Por método, entendo as regras certas e fáceis, graças às quais todos os que as observam exatamente jamais tomarão como verdadeiro aquilo que é falso
e chegarão, sem se cansar com esforços inúteis, ao conhecimento verdadeiro do que pretendem alcançar. (René Descartes, 2002. Discurso do método.
Regras para a direção do espírito. São Paulo, Editora Martin Claret p. 81)
Aplicação Prática Teórica
Questão discursiva:
Leia o diálogo a seguir.
- Hoje o sol está de rachar!
- É verdade! Como pode uma bola de fogo menor que a Terra, que fica girando em volta da gente, fazer tanto calor?
- Que nada, homem! A Terra é menor do que o sol! É por isso que faz tanto calor!
A Ciência, recorrentemente, se defronta com raciocínios desse tipo, relacionado a falsas certezas.

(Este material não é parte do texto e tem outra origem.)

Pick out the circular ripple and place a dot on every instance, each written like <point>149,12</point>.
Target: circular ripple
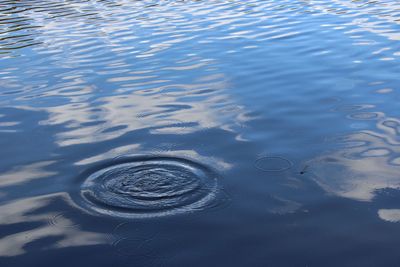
<point>273,164</point>
<point>150,187</point>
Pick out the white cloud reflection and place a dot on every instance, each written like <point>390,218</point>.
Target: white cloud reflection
<point>22,211</point>
<point>365,163</point>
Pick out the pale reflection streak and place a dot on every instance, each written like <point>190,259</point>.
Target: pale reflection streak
<point>365,163</point>
<point>26,173</point>
<point>372,16</point>
<point>389,215</point>
<point>23,211</point>
<point>179,108</point>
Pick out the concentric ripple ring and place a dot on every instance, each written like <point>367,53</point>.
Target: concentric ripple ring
<point>148,187</point>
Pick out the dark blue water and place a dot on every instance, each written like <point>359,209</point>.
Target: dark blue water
<point>199,133</point>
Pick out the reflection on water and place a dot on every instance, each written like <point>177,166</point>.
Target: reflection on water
<point>291,104</point>
<point>365,162</point>
<point>25,211</point>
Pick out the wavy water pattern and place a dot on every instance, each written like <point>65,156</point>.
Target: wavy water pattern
<point>199,133</point>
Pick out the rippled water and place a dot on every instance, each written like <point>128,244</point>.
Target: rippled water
<point>199,133</point>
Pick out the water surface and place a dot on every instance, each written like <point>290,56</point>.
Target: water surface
<point>199,133</point>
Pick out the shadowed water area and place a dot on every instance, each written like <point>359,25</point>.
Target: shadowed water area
<point>199,133</point>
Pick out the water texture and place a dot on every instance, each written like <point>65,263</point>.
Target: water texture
<point>199,133</point>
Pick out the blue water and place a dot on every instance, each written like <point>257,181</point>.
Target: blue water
<point>199,133</point>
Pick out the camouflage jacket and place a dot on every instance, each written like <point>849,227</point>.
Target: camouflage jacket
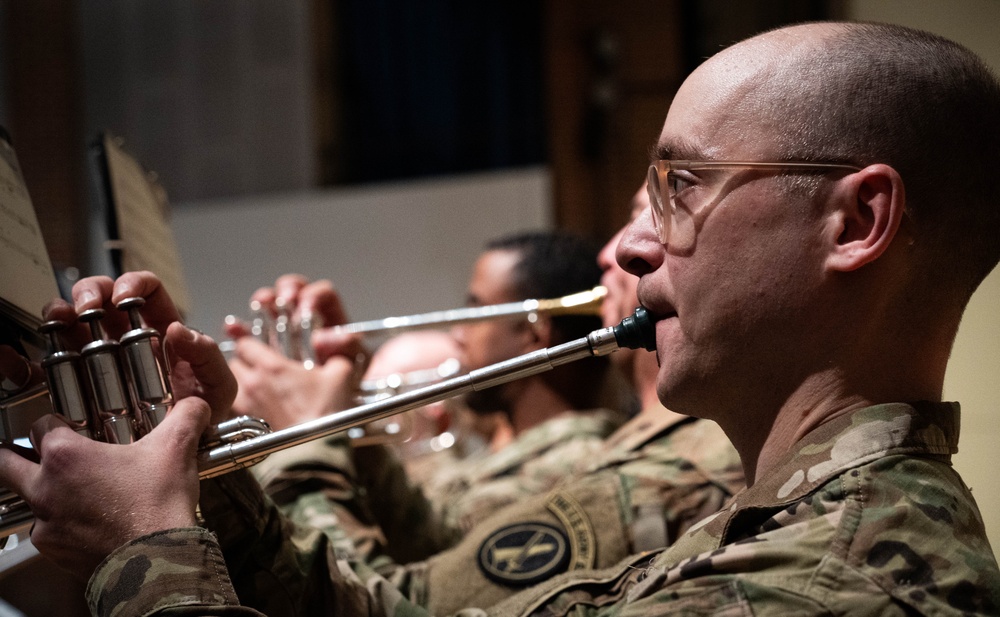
<point>865,515</point>
<point>370,508</point>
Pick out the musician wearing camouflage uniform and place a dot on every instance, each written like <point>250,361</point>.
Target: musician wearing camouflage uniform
<point>807,306</point>
<point>651,480</point>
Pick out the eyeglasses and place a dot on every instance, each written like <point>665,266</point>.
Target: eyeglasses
<point>687,193</point>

Demonstre as principais diferenças entre o pensamento
científico e o senso comum e apresente, pelo menos, dois outros exemplos de convicções equivocadas decorrentes da utilização do senso comum e
refutadas pela ciência.
Questão de múltipla escolha:
A lei da gravidade, elaborada por Isaac Newton, a Lei da conservação da massa, de Lavoisier, popularizada na expressão ?na natureza nada se cria, tudo
se transforma? e a Teoria Heliocêntrica, preconizada por Nicolau Copérnico, evidenciam que características, próprias do pensamento científico?
a) Objetividade e neutralidade.
b) Generalidade e sacralidade.
c) Generalidade e subjetividade.
d) Subjetividade e neutralidade.
e) Generalidade e objetividade.
Procedimentos de Ensino
A primeira aula deve se iniciar com a apresentação do Plano de Ensino da disciplina, que serve de roteiro para a mesma. A contextualização tem papel
importante no convencimento do estudante quanto à essencialidade da disciplina para sua vida acadêmica.
É essencial explicar aos alunos a metodologia do Modelo de Ensino, enfatizando a necessidade de que se preparem para as aulas, lendo o Plano de Aula
e o Livro Didático nas páginas indicadas, antes de cada aula.
As questões propostas no Plano de Aula e no Livro também devem ser resolvidas após a leitura e antes das aulas, com seu resultado postado na webaula.
É importante explicar que a pesquisa prévia sobre os temas objeto do estudo da semana, prepara para os debates em sala de aula. Sendo que, após a
discussão e solução dos exercícios em sala de aula, com o professor, o aluno deverá aperfeiçoar o seu trabalho.
O conteúdo da primeira aula pode ser trabalhado de forma interativa, a partir dos conhecimentos prévios dos alunos, para estabelecimento das distinções
entre ciência e senso comum.
O Livro Didático de Fundamentos das Ciências Sociais deve ser utilizado nas aulas, para desenvolvimento da competência leitora, de repertório no uso da
norma culta da língua, das habilidades de compreensão e interpretação de textos acadêmicos, bem como para a criação do hábito de estudo.
Recursos Físicos
Quadro e pincel, data show, Livro Didático, pesquisa em artigos de jornais, revistas e na internet.
Avaliação
Padrão sugestivo de resposta dos exercícios da aula:
Questão discursiva:
(i) O conhecimento de senso comum é um tipo de conhecimento espontâneo, pois seu aprendizado é passado de geração a geração ao longo dos tempos.
Ele se organiza a partir da necessidade do homem de enfrentar os desafios cotidianos. O conhecimento científico se distingue de outras formas de saber
porque suas formulações são sistemáticas, baseadas em fatos verificáveis e controláveis através de experiências, chegando, por isso, a conclusões gerais
e objetivas. Ele se constitui a partir do estabelecimento de métodos rigorosos de investigação e de um recorte específico de um objeto de estudo.
(ii) O aluno deverá apresentar, com clareza e precisão, dois exemplos que demonstrem equivocadas concepções da realidade produzidas pelo senso
comum e contestadas pela ciência.
Questão de múltipla escolha: letra E, porque o conhecimento científico se distingue de outras formas de saber porque suas formulações são sistemáticas,
baseadas em fatos verificáveis e controláveis através de experiências, chegando, por isso, a conclusões gerais e objetivas.
As sugestões de gabarito dos exercícios do Livro Didático encontram-se na SEMANA 15, neste item.